For Medicare, CardioNet is "carrier-priced," meaning reimbursement rates are set by local payment outfits. Highmark CMS, a northeastern payor that had been covering CardioNet, cut its reimbursement rates dramatically last year, leading to a freefall in the stock.

The problem, as its then-CEO said, was that CardioNet could not survive with the new rate, about $750 per patient.

That's where I have a problem. Technology costs continue to fall. Carrier costs can be reduced by using text messaging. To me, the CardioNet solution is overly complex, and the company is too focused on the insurance industry.

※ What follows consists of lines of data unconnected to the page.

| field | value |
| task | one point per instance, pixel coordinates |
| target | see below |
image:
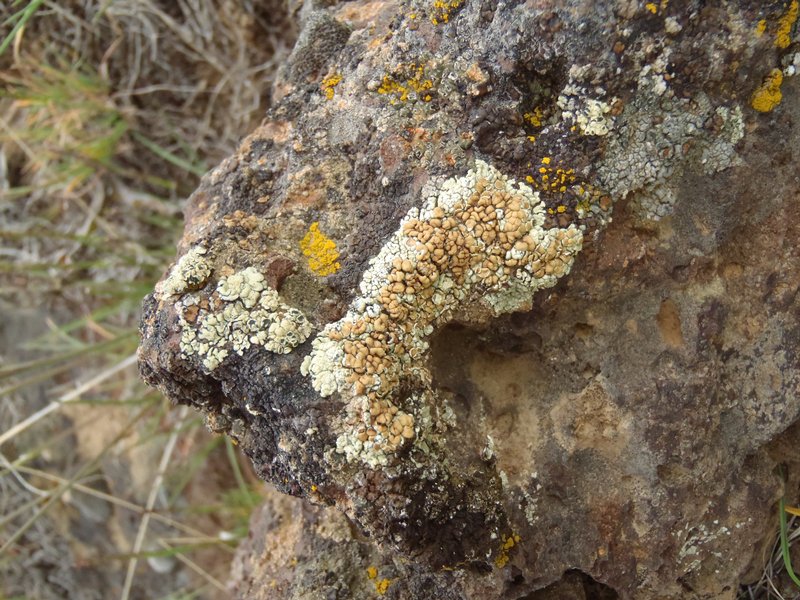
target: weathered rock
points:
(356, 300)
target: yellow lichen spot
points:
(443, 9)
(535, 117)
(329, 83)
(320, 251)
(783, 37)
(768, 95)
(382, 585)
(508, 543)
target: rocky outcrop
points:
(512, 286)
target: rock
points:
(445, 163)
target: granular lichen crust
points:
(190, 272)
(240, 313)
(477, 239)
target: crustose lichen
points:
(479, 238)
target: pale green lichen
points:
(663, 137)
(190, 272)
(243, 312)
(478, 240)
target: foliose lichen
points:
(242, 312)
(476, 239)
(190, 272)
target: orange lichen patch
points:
(444, 9)
(382, 585)
(479, 236)
(321, 251)
(505, 550)
(329, 84)
(407, 82)
(768, 95)
(783, 36)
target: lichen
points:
(477, 239)
(408, 82)
(591, 115)
(783, 35)
(242, 312)
(189, 273)
(328, 85)
(321, 252)
(444, 9)
(507, 545)
(664, 136)
(768, 95)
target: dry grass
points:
(110, 110)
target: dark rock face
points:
(486, 437)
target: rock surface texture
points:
(514, 288)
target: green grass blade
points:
(168, 156)
(26, 14)
(787, 559)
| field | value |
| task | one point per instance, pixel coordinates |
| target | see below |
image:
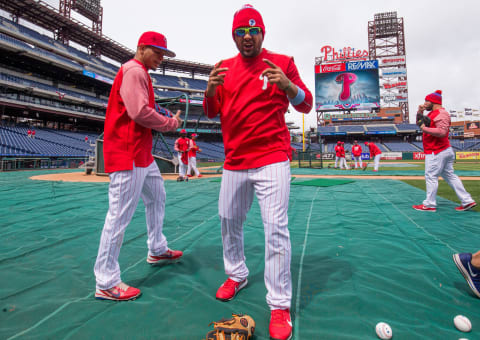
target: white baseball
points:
(384, 331)
(462, 323)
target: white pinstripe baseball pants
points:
(376, 162)
(271, 184)
(192, 164)
(358, 161)
(182, 167)
(126, 187)
(441, 164)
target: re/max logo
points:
(362, 65)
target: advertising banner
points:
(356, 87)
(467, 155)
(473, 125)
(392, 61)
(418, 156)
(394, 72)
(391, 155)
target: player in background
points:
(192, 156)
(439, 155)
(338, 152)
(357, 154)
(375, 154)
(129, 162)
(182, 146)
(343, 162)
(251, 92)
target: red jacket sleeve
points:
(292, 73)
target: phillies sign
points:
(400, 60)
(330, 54)
(400, 84)
(362, 65)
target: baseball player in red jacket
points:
(375, 154)
(338, 154)
(343, 162)
(133, 172)
(439, 155)
(251, 92)
(357, 154)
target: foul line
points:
(59, 309)
(299, 290)
(418, 226)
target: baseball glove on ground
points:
(239, 327)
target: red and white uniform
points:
(439, 158)
(182, 146)
(257, 153)
(357, 155)
(338, 153)
(343, 162)
(192, 158)
(133, 173)
(375, 154)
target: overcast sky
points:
(441, 37)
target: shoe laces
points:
(279, 316)
(230, 284)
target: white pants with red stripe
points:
(192, 165)
(126, 187)
(343, 163)
(376, 162)
(358, 161)
(441, 164)
(182, 167)
(271, 184)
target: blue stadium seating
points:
(14, 141)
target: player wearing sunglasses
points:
(251, 92)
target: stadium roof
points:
(49, 18)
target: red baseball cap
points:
(157, 40)
(247, 16)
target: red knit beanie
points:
(247, 16)
(435, 98)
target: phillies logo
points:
(265, 81)
(332, 68)
(347, 80)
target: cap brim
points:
(168, 53)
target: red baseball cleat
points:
(168, 256)
(421, 207)
(120, 292)
(229, 289)
(280, 324)
(466, 207)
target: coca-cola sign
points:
(346, 53)
(340, 67)
(362, 65)
(390, 61)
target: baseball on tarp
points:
(384, 331)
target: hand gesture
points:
(215, 79)
(177, 117)
(275, 75)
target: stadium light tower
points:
(386, 42)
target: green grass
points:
(444, 190)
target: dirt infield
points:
(82, 177)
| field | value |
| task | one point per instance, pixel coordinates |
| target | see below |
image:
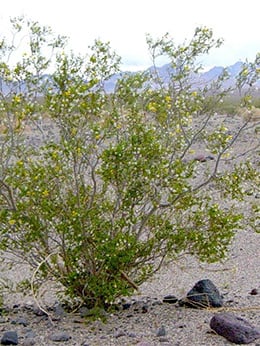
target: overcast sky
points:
(125, 22)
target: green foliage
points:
(114, 193)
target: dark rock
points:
(126, 306)
(58, 310)
(203, 158)
(29, 342)
(22, 321)
(60, 336)
(161, 331)
(203, 295)
(170, 299)
(9, 338)
(233, 328)
(119, 333)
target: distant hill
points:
(197, 80)
(164, 71)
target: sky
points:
(125, 24)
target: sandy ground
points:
(235, 277)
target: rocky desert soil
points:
(149, 322)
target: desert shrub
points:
(113, 193)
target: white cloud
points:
(124, 23)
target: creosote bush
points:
(110, 191)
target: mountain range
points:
(202, 78)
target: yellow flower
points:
(45, 193)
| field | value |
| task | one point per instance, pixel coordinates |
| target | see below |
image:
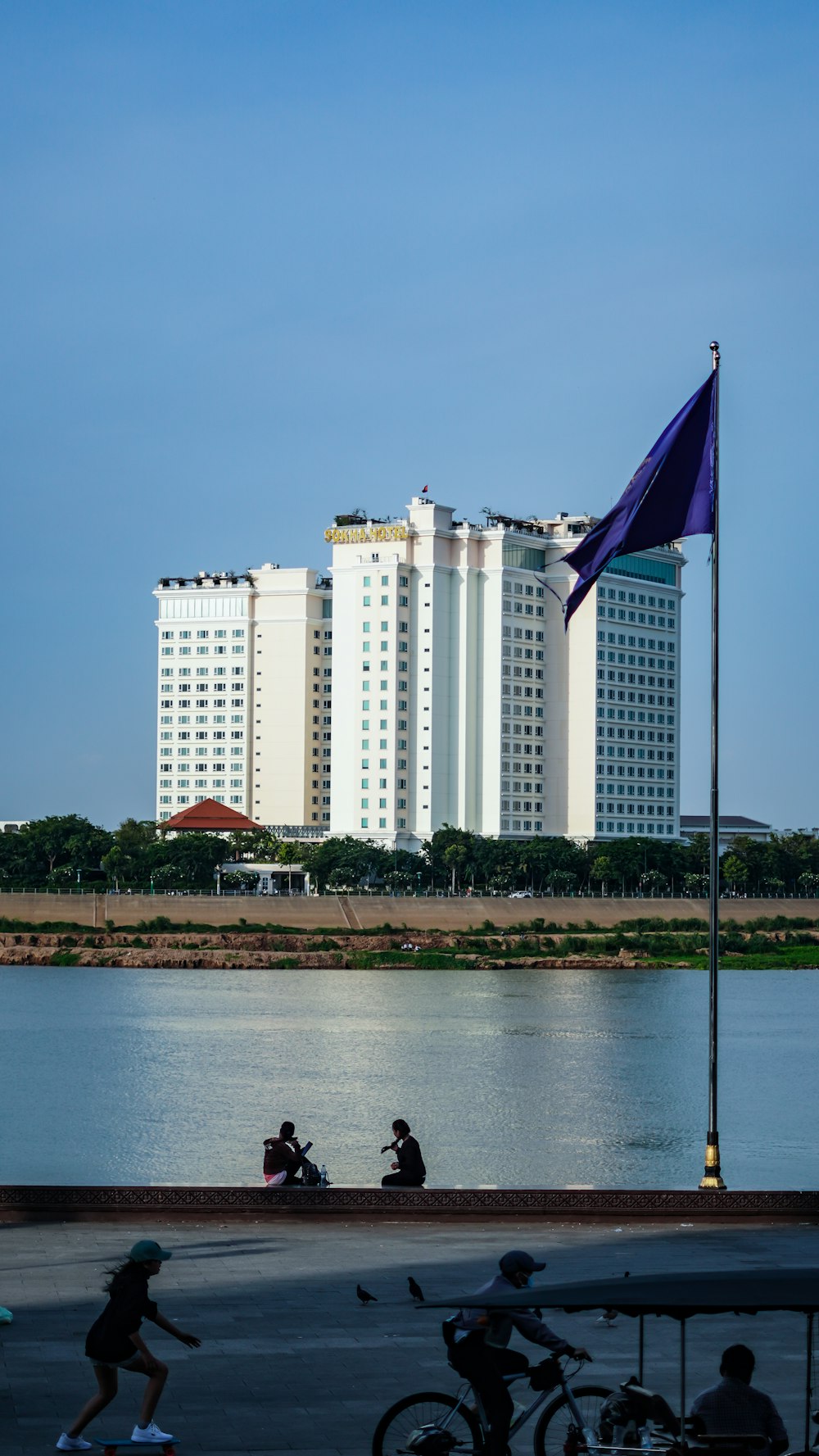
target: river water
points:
(511, 1077)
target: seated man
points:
(736, 1408)
(283, 1156)
(477, 1341)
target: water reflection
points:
(600, 1077)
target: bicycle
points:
(434, 1423)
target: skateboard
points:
(111, 1448)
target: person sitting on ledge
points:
(408, 1171)
(283, 1156)
(736, 1408)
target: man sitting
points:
(283, 1156)
(736, 1408)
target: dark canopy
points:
(745, 1292)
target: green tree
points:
(127, 862)
(734, 871)
(652, 882)
(601, 871)
(562, 881)
(60, 839)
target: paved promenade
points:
(369, 912)
(292, 1362)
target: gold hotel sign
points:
(350, 535)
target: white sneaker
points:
(150, 1433)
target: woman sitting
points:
(408, 1171)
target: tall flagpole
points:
(712, 1177)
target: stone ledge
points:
(43, 1201)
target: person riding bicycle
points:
(477, 1341)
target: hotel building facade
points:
(450, 692)
(245, 693)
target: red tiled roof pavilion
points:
(211, 817)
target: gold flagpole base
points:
(712, 1175)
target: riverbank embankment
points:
(371, 912)
(642, 944)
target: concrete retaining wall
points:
(37, 1203)
(367, 912)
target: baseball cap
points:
(517, 1261)
(147, 1250)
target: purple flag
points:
(669, 496)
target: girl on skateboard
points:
(114, 1343)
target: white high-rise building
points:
(459, 698)
(245, 692)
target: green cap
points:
(147, 1250)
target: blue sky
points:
(269, 261)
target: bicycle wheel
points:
(552, 1431)
(461, 1436)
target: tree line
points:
(69, 852)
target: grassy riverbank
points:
(645, 942)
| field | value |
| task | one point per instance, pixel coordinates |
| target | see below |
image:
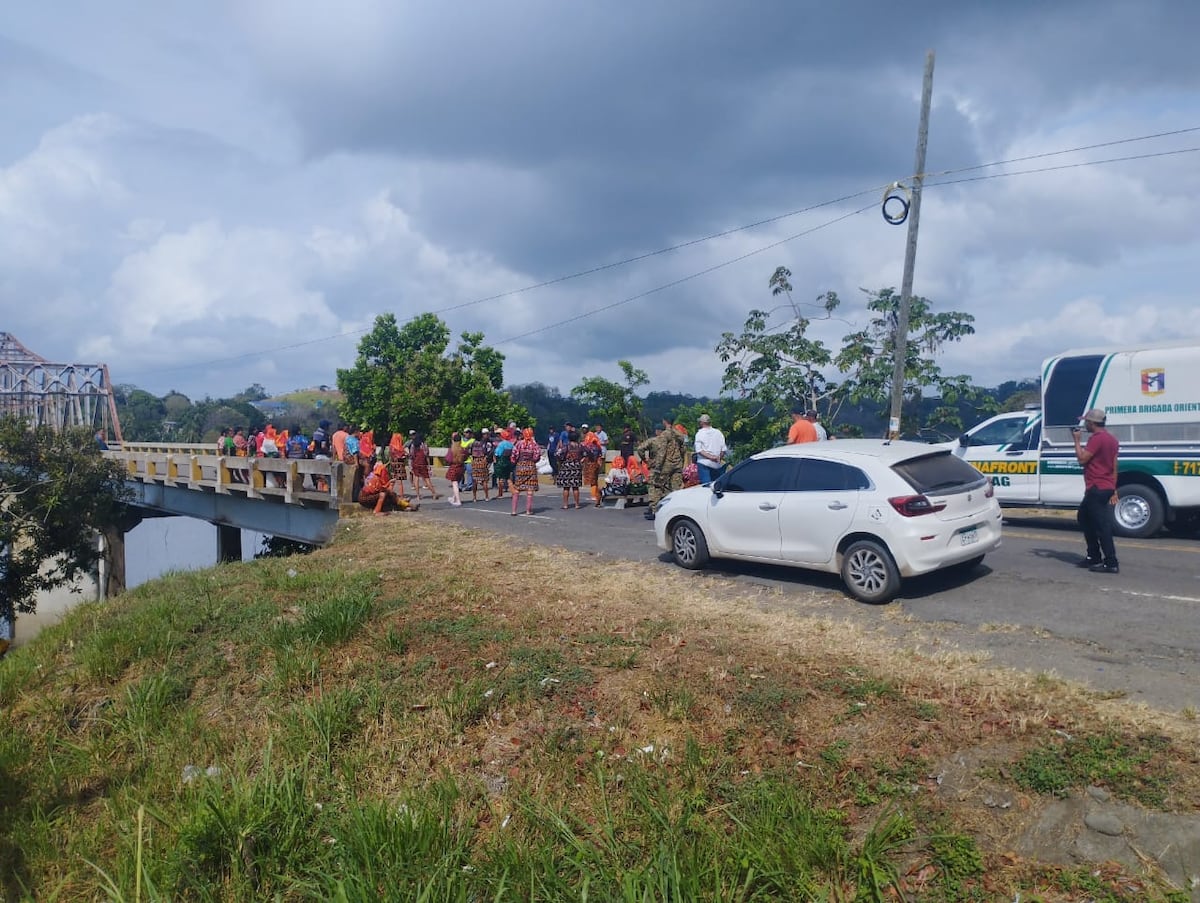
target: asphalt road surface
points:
(1135, 634)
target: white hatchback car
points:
(870, 509)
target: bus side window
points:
(1033, 437)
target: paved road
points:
(1135, 634)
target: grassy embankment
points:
(423, 712)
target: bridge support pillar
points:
(228, 543)
(112, 574)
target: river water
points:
(156, 546)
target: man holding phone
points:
(1099, 460)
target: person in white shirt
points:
(811, 417)
(711, 450)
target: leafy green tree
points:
(255, 392)
(403, 378)
(58, 490)
(400, 377)
(612, 404)
(141, 413)
(868, 356)
(774, 364)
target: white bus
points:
(1152, 399)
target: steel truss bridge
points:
(58, 395)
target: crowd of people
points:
(507, 461)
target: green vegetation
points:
(370, 722)
(1137, 769)
(403, 378)
(57, 491)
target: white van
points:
(1152, 399)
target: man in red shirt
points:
(802, 429)
(1099, 460)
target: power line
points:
(1062, 166)
(1060, 153)
(684, 279)
(690, 243)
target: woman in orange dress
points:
(377, 491)
(456, 467)
(396, 458)
(593, 460)
(420, 460)
(526, 454)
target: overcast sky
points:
(205, 196)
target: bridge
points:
(59, 395)
(276, 496)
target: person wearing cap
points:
(480, 459)
(419, 459)
(666, 454)
(456, 466)
(468, 477)
(814, 418)
(802, 428)
(397, 462)
(711, 450)
(1095, 515)
(377, 491)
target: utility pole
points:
(910, 255)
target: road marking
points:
(1149, 596)
(1074, 538)
(492, 510)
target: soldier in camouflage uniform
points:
(666, 455)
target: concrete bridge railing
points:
(293, 480)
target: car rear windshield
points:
(941, 472)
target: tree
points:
(141, 413)
(869, 357)
(400, 377)
(475, 398)
(774, 363)
(612, 404)
(57, 491)
(403, 378)
(255, 392)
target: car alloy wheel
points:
(869, 573)
(688, 545)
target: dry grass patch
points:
(622, 721)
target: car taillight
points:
(915, 506)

New CEO Joe Capper is expected to look at other verticals, like diabetes, rather than looking at his base technology.

As seen in the illustration, it's a pretty complex deal, with three EKG leads wired to a box worn around the neck, which in turn is linked wirelessly to the phone.

That's a lot to wear. It should be possible to reduce this to a patch worn close to the heart, and a smaller monitor worn on the wrist, which can carry a heart-rate monitor on it and support Zigbee to the heart and a WiFi chip connected to a smartphone app.

CardioNet, in other words, is focused more on Washington than on Silicon Valley. It's making the classic mistake of thinking more about its business model than the customer experience.

As a result, I think it is still missing a mass market opportunity. So is everyone else.